Below is a time-lapse photo of the space station moving across the sky.

The International Space Station is seen in this 30 second exposure as it flies over Elkton, VA early in the morning, Saturday, August 1, 2015. Photo Credit: NASA/Bill Ingalls The International Space Station is seen in this 30 second exposure as it flies over Elkton, VA early in the morning, Saturday, August 1, 2015. Photo Credit: NASA/Bill Ingalls

Visit the NASA Johnson Flickr Photostream

How do I Spot The Station?

What does all this sighting information mean?

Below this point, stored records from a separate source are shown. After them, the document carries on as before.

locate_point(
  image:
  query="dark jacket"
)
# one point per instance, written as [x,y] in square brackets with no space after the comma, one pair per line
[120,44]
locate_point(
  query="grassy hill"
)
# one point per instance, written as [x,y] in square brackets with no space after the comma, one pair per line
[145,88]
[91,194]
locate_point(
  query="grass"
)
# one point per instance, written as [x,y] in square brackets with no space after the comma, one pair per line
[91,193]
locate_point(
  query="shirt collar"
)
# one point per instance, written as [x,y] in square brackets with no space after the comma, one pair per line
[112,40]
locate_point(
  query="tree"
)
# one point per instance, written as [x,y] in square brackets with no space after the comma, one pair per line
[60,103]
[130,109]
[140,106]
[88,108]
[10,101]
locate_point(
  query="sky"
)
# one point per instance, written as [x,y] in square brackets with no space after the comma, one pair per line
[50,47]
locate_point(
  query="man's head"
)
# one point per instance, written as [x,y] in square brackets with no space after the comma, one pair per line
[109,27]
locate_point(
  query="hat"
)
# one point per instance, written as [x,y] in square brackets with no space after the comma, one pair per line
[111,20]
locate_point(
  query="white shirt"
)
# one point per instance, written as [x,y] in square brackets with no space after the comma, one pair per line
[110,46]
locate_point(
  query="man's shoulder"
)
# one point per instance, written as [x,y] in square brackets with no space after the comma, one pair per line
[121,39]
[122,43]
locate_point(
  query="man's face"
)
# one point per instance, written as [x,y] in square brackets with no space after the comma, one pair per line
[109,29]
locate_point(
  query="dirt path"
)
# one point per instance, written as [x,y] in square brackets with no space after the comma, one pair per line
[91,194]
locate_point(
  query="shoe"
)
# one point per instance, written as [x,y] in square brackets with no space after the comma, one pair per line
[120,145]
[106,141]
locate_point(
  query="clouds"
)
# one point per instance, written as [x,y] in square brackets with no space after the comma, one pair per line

Time is when the sighting opportunity will begin in your local time zone. All sightings will occur within a few hours before or after sunrise or sunset. This is the optimum viewing period as the sun reflects off the space station and contrasts against the darker sky.

Visible is the maximum time period the space station is visible before crossing back below the horizon.

Max Height is measured in degrees (also known as elevation). It represents the height of the space station from the horizon in the night sky. The horizon is at zero degrees, and directly overhead is ninety degrees. If you hold your fist at arm's length and place your fist resting on the horizon, the top will be about 10 degrees.

Appears is the location in the sky where the station will be visible first. This value, like maximum height, also is measured in degrees from the horizon. The letters represent compass directions -- N is north, WNW is west by northwest, and so on.

Disappears represents where in the night sky the International Space Station will leave your field of view.